Abstract

Dry ion-conducting elastomers possess superior reliability in soft ionotronic devices when compared to ion-conducting gels that suffer from liquid evaporation or leakage issues. Recent works have shown that bottlebrush architecture can effectively reduce structural relaxation time so that the bottlebrush polymers have concentrated charge carriers and high chain mobility that result in good ionic conductivity and mechanical flexibility. Here, we report a novel and versatile light-mediated strategy for synthesizing dry ion-conducting elastomers with dynamic bottlebrush network structures. The obtained dry ion-conducting dynamic bottlebrush networks (DICDBNs) are colorless and highly transparent and can be simply patterned.

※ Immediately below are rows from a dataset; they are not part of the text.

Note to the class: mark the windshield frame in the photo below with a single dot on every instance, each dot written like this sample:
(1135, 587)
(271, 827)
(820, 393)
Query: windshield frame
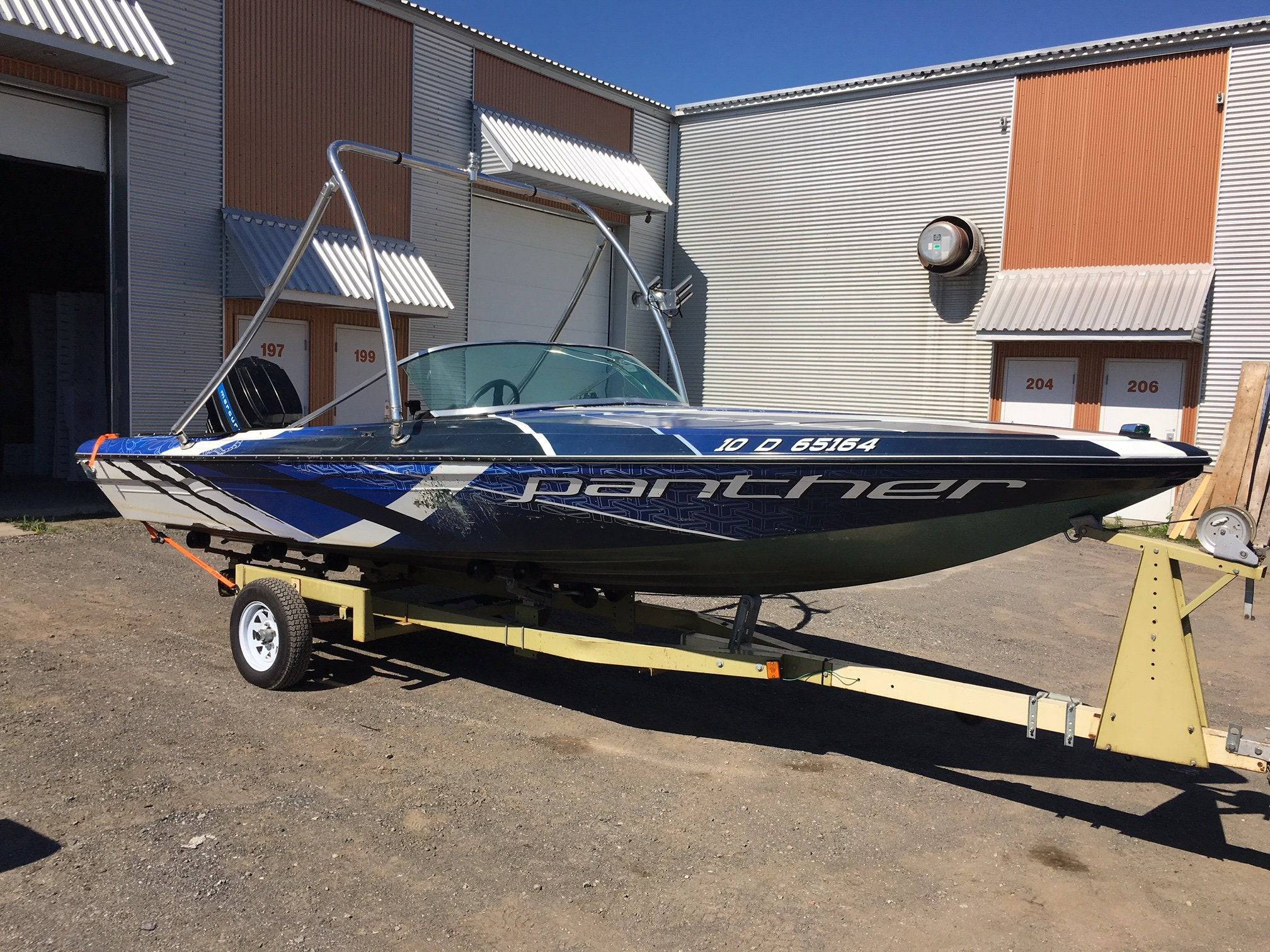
(510, 408)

We systematically investigate the influence of the number and length of the side chains in the DICDBNs on the physicochemical properties of the resultant materials and find that the optimized DICDBNs have high room-temperature ionic conductivity (2.05 × 10–4 S cm–1), good elasticity (stretchability 923%, 83.3% toughness recovery after 100 uninterrupted strain cycles at a strain of 300%), outstanding healing ability (healing efficiency 90.5%), on-demand degradability, excellent interfacial adhesiveness, good flame retardancy, and strain and temperature dual sensitivity, making them promising candidates for multifunctional wearable ionotronics.